Warner pozwany za premierę filmu „Matrix Zmartwychwstania” w HBO Max
Firma Village Roadshow współpracująca z Warnerem od przeszło 25 lat, wniosła przeciwko wytwórni pozew, w którym twierdzi, że włodarze studia świadomie sabotowali kinową premierę filmu „Matrix Zmartwychwstania”, aby wypromować swoją platformę streamingową HBO Max.
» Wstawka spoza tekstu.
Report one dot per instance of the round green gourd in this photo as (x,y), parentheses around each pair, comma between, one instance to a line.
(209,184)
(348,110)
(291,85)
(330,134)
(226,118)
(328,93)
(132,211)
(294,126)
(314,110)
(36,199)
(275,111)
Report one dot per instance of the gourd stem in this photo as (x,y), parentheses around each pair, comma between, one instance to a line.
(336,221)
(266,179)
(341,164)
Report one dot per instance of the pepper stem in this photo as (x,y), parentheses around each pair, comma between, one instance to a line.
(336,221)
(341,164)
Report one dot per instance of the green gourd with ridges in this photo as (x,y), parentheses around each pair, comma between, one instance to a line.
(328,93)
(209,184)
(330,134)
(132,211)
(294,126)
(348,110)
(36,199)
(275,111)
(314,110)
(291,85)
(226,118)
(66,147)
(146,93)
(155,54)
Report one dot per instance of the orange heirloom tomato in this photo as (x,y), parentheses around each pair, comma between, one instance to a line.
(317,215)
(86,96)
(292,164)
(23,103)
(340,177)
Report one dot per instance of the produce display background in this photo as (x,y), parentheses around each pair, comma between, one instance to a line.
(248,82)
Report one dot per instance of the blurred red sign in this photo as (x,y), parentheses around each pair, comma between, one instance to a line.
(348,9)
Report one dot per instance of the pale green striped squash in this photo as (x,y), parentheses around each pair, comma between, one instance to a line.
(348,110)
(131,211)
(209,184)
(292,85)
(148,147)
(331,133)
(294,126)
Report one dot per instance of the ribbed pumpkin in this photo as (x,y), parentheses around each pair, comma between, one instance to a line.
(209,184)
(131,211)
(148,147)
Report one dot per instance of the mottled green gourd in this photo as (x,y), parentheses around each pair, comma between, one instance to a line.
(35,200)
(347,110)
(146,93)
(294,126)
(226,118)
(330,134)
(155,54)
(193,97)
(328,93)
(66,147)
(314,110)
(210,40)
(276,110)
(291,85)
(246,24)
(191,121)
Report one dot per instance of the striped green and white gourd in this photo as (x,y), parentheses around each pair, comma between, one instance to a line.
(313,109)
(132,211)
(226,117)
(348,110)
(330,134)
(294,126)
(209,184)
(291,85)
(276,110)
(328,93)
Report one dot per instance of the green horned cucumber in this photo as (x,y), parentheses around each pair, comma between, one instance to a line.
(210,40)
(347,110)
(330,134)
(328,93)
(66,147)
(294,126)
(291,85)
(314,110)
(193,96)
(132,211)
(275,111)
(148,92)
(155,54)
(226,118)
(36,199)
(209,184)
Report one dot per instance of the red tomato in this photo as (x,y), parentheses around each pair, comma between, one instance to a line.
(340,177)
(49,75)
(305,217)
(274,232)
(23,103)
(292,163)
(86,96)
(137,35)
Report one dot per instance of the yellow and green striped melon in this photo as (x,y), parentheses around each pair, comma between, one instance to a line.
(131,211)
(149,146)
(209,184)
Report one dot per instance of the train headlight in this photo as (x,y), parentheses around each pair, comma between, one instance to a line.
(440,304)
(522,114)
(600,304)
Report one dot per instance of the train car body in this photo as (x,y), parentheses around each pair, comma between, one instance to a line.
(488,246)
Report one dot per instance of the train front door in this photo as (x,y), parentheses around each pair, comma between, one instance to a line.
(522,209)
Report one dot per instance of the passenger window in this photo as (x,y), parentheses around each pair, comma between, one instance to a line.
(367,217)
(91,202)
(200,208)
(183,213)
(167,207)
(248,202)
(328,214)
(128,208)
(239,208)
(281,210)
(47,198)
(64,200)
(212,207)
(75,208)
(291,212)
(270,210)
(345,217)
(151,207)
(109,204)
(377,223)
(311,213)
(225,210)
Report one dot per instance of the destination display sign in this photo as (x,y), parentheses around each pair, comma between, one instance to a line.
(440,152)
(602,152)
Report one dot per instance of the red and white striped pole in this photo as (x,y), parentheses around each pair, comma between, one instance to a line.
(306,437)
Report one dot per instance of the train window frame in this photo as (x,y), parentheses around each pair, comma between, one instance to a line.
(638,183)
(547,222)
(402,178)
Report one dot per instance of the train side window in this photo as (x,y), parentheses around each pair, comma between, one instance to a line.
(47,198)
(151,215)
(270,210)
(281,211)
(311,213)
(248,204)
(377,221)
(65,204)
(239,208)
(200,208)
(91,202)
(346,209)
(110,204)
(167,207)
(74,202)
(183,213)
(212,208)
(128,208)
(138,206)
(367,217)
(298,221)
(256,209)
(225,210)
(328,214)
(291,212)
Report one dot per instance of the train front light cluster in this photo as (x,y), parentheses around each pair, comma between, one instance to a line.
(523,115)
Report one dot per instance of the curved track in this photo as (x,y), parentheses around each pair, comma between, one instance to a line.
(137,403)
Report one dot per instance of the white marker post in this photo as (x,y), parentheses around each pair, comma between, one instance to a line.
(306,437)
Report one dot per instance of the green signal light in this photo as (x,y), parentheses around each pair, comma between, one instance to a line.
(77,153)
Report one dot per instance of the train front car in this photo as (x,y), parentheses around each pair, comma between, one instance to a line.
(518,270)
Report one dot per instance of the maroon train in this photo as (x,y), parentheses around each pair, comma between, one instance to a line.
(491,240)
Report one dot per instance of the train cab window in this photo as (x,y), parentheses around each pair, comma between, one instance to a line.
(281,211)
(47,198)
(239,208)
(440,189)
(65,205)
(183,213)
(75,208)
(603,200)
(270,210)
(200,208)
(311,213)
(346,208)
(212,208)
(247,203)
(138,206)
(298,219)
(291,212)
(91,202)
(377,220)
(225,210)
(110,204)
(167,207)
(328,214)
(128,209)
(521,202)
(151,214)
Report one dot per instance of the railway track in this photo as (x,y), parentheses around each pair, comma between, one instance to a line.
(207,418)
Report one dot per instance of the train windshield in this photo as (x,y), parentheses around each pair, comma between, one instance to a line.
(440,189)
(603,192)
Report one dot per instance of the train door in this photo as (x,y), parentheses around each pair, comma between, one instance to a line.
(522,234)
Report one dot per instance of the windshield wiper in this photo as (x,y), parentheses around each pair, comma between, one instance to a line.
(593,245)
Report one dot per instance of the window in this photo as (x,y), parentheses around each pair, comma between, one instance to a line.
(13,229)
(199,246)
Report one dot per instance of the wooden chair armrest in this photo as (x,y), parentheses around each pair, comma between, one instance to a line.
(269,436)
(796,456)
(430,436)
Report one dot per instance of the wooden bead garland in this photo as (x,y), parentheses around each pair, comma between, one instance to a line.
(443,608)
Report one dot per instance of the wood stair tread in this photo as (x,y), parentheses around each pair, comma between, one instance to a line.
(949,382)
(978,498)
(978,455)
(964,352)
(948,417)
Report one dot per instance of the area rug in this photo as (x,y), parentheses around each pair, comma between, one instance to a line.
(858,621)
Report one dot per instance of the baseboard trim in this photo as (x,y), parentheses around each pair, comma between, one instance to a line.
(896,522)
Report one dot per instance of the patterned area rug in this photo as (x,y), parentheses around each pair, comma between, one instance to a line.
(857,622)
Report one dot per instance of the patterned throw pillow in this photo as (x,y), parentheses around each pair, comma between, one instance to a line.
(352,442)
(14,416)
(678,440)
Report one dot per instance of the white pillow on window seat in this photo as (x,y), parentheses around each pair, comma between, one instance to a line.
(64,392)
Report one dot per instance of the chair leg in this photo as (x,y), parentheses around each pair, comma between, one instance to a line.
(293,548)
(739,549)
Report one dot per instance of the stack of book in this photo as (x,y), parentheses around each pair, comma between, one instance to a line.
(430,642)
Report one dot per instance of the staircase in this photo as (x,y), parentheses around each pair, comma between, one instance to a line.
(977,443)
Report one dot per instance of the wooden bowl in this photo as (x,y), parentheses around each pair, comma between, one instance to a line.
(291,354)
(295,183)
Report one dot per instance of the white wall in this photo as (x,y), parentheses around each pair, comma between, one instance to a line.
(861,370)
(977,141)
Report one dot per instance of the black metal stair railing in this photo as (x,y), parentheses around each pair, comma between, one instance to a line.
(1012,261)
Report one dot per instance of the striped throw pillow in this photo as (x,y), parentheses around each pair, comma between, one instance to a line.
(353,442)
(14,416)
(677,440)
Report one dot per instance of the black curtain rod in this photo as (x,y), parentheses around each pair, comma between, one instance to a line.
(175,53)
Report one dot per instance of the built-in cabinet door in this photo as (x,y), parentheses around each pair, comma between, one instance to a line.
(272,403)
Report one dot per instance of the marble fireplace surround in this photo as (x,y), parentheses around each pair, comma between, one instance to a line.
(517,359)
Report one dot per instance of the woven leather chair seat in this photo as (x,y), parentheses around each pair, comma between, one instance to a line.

Przedstawiciele Village Roadshow złożyli dzisiaj w sądzie w Los Angeles pozew, w którym zarzucają wytwórni Warner Bros. naruszenie obowiązujących od lat kontraktów. Firma współpracująca od ponad dwóch dekad z Warnerem stoi na stanowisku, że studio celowo i w ramach skoordynowanych, konsekwentnych wysiłków doprowadziło do zaniżenia wartości intelektualnej należącej do Village Roadshow. Pozew precyzuje, że chodzi przede wszystkim o premierę filmu „Matrix Zmartwychwstania”, która odbyła się jednocześnie w kinach i na platformie streamingowej HBO Max. Przypomnijmy, że studio Warner Bros. podjęło decyzję o zastosowaniu hybrydowej dystrybucji dla wszystkich swoich premier z 2021 roku, co spotkało się z ostrą reakcją wielu twórców oraz wytwórni Legendary, która odpowiadała za produkcję filmów „Diuna” oraz „Godzilla vs. Kong”. Początkowo przedstawiciele Legendary również rozważali pozew przeciwko Warnerowi, ale sprawa została finalnie rozwiązana bez udziału sądu. W przypadku twórców odpowiadających za filmy wypuszczane jednocześnie do kin i na HBO Max szacuje się, że Warner wydał około 200 mln dolarów, aby zadośćuczynić im straty wynikające z braku wyłącznej premiery na dużym ekranie. Tymczasem z pozwu Village Roadshow dowiadujemy się, że studio Warner Bros. nie tylko nie skonsultowało swojej decyzji z przedstawicielami Village Roadshow, ale także nie powiadomiło firmy o postawieniu na tego typu rozwiązanie dystrybucyjne.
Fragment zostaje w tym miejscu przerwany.